11-39 Processing steps of the method of the present invention # N-2, # N-1, #N, # N + 1, # N + 2 Cell under test SN sequence number SNR sequence number reference value D loss

Claims (6)

(57) [Claims] 1. A test cell in which a test pseudo-random pattern and a sequence number whose value is updated cyclically in a cell unit are inserted and transmitted / received via a virtual path in an asynchronous transfer mode. A sequence number reference value updated each time a test target cell is received is compared with the received sequence number in the test target cell, and the received sequence number of the first test target cell does not match the sequence number reference value. When the comparison result is obtained, the first test target cell and the second and third test target cells received one cell after and two cells after the first test target cell, respectively. A first continuity of each sequence number of one cell under test;
Second continuity of each sequence number of three test cells including the fourth test cell and the second and third test cells received one cell before the cell to be tested .
And the sequence number reference value at the time of receiving the first test target cell and each of the second and third test target cells.

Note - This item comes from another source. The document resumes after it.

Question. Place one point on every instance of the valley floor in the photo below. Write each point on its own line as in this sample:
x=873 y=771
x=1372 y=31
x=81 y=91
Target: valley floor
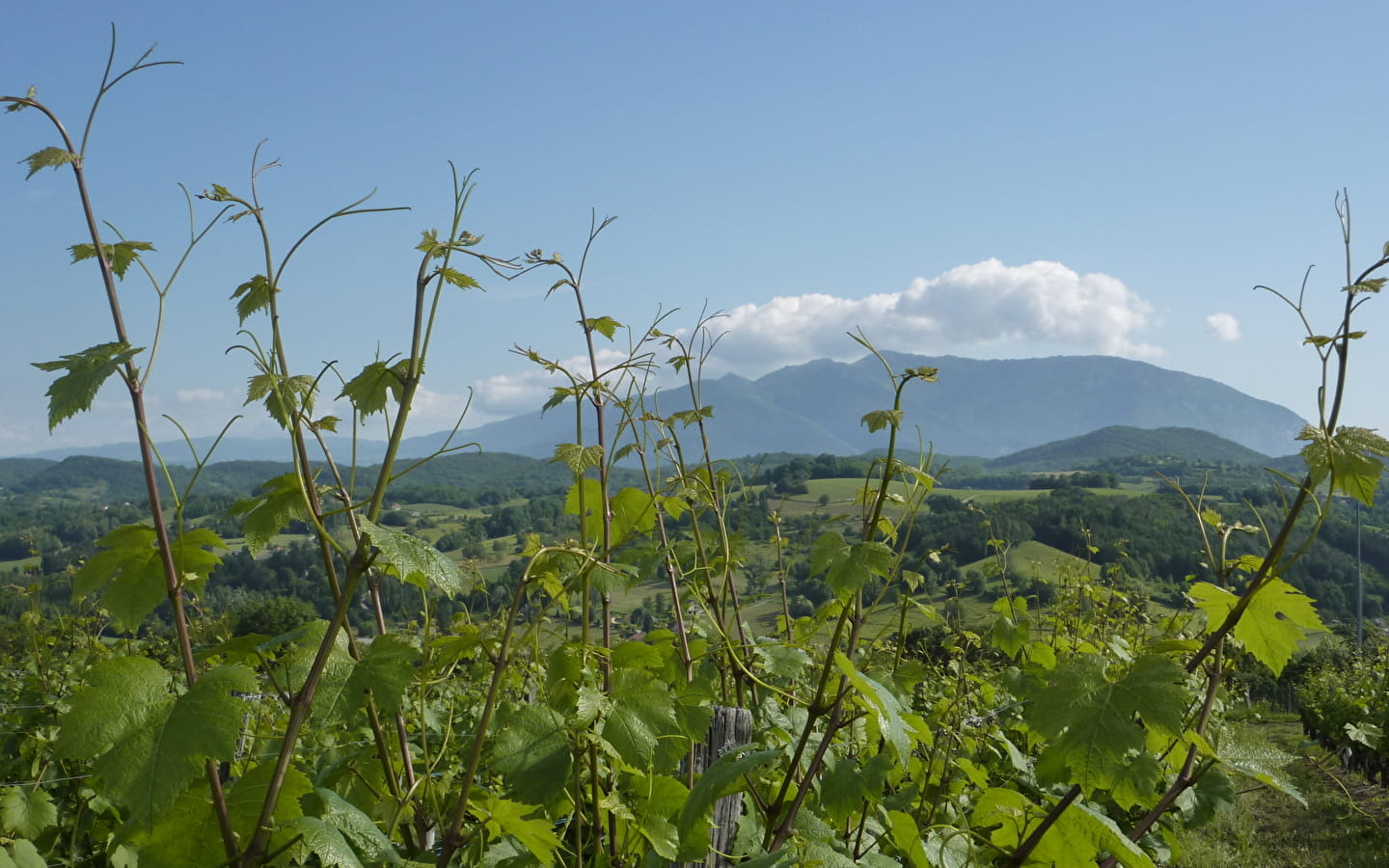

Based on the third continuity with over Ken scan number, have rows determines the presence or absence of occurrence of miscarriage cells and loss cell, the first乃
Measured when all 3rd continuity is determined to be discontinuous
Forcibly terminating the test. 2. The method according to claim 1, wherein the determination of the presence / absence of the mis-distributed cell and the lost cell includes determining the test pseudo-random pattern of the test cell one cell before the received test cell and the pseudo-random pattern generated by the receiving unit. The test is performed only when it is determined that the cell is synchronized by comparing and comparing the pseudo-random pattern for the test and the pseudo-random pattern generated by the receiving unit for the received test target cell and the test target cell one cell before. 2. The continuity test method according to claim 1, wherein, as a result of the comparison and collation, when it is determined that any of the cells is out of synchronization, the received test target cell is discarded. 3. The number of discarded test cells and the number of test cells determined to have a sequence number mismatch are counted as being included in the total number of test cells received, and the discarded number for the total number of test cells is counted. 3. The continuity test method according to claim 2, wherein the measurement is terminated when the ratio of the number of cells to be tested is equal to or greater than an arbitrarily set threshold value. 4. When the sequence numbers of the first to third cells to be tested are consecutive, the first cell to be tested is counted as a lost cell, and the first cell to be tested is received at the time of reception of the first cell to be tested. As the sequence number reference value, the first
2. The continuity test method according to claim 1, wherein the sequence number of the cell to be tested is substituted. 5. When the sequence numbers of the fourth test target cell and the second and third test target cells are consecutive, the first test target cell is counted as an incorrectly distributed cell, and 2. The continuity test method according to claim 1, wherein a sequence number of the fourth test cell is substituted as a sequence number reference value at the time of receiving the first test cell. 6. When the sequence number reference value at the time of receiving the first test cell and the sequence numbers of the second and third test cells are continuous, the first test cell is incorrect. 2. The continuity test method according to claim 1, wherein the cells are counted as a distribution cell and a loss cell.